Politica

Lo Stato non paga le protesi all'artificiere ferito a Firenze

Il militare che ha perso un occhio e una mano non è stato assicurato. Così come i poliziotti in prima linea

Luca Fazzo

Le scritte sono apparse sui muri di Milano, ironia feroce sul poliziotto ferito a Firenze a Capodanno mentre cercava di disinnescare una bomba: «Artificiere fatti i c... tuoi, a Firenze avevamo ragione noi»: quasi una rivendicazione dell'attentato, che doveva colpire una libreria dell'ultradestra e invece ha straziato l'agente Mario Vece, che ha perso un occhio e una mano; e ancora, sempre peggio: «Polizia a Firenze, «Guarda mamma, senza mani!». Insieme alle scritte sui muri piovono contro il poliziotto ferito gli insulti dei siti «antagonisti», che gli danno praticamente del torturatore: colpa di una vecchia vicenda di quando era in servizio a Pistoia, e patteggiò la pena per le percosse che il suo equipaggio aveva inflitto a alcuni giovani fermati. Uno dei fermati, si scoprì poi, era il figlio di Vannino Chiti, allora sottosegretario alla presidenza del Consiglio.

Ora quel vecchio episodio viene rispolverato da siti e blog per infierire su un uomo che ha rischiato la vita per fare il suo dovere: e c'è persino chi su Facebook definisce l'esplosione che ha quasi ucciso Vece un atto di «giustizia divina». Ora il Siulp, il sindacato di polizia cui aderisce il ferito, ha deciso di dire basta, e ha affidato all'avvocato Massimiliano Annetta il mandato di querelare chi ha insultato l'agente ferito. Ma gli insulti che piovono sull'agente non sono l'unico aspetto sconcertante della vicenda. A rivelarlo ieri è Antonio Lanzilli, segretario generale del Siulp fiorentino, che ha annunciato l'apertura di un conto corrente per raccogliere gli aiuti economici al collega: una iniziativa resa indispensabile dalla circostanza che gli uomini delle forze dell'ordine non sono assicurati. Nonostante facciano uno dei lavori statisticamente più pericolosi della Terra, i poliziotti non sono tutelati in alcun modo dai rischi di infortunio cui vanno incontro. Sia quando si tratta di infortuni lievi, sia nei casi drammatici come quello di Vece. «In alcune ragioni d'Italia - racconta Lanzilli - gli agenti feriti in servizio si sono visti chiedere il ticket al pronto soccorso. E hanno dovuto pagarlo di tasca propria».

Una volta esistevano le strutture sanitarie interne alle forze di polizia, che sono state progressivamente smantellate. Oggi gli uomini che lo Stato manda in prima linea, negli scontri di piazza come a bordo delle Volanti che pattugliano le strade, sanno che se accade loro qualcosa dovranno arrangiarsi da soli.
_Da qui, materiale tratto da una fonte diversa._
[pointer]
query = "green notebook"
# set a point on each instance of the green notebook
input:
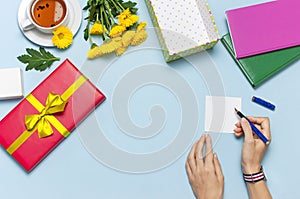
(261, 67)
«Il caso di Mari Vece rende eclatante questa lacuna», spiega Lanzilli. A nove giorni dall'attentato, il poliziotto ferito è ancora in condizioni critiche, anche se è lucido: ieri è stato operato alla testa per ricomporre i danni alle ossa craniche, che sono stati investiti in pieno dallo scoppio; ma le conseguenze peggiori sono quelle all'occhio destro, che appare irrecuperabile, e al braccio sinistro, che rischia di dover essere amputato fin quasi all'altezza del gomito. Per Vece, insomma, si prepara un calvario medico che lo costringerà a fare i conti con i tempi della sanità pubblica; e per avere delle protesi dovrà mettersi in lista d'attesa. I suoi colleghi di tutta Italia lo sanno, e per questo fin dalle prime ore dopo l'attentato è scattata la gara della solidarietà e sono iniziate ad arrivare le offerte di contributi.

Ieri, anche il Giornale decide di scendere in campo affianco al poliziotto ferito, mandato a rischiare la vita senza assicurazione: e, oltretutto, in condizioni operative che hanno destato numerose perplessità, senza l'utilizzo di robot-artificieri e nemmeno senza adeguate protezioni.

«Ma di questo non diciamo nulla - commenta Lanzilli - perchè se ne sta occupando la magistratura».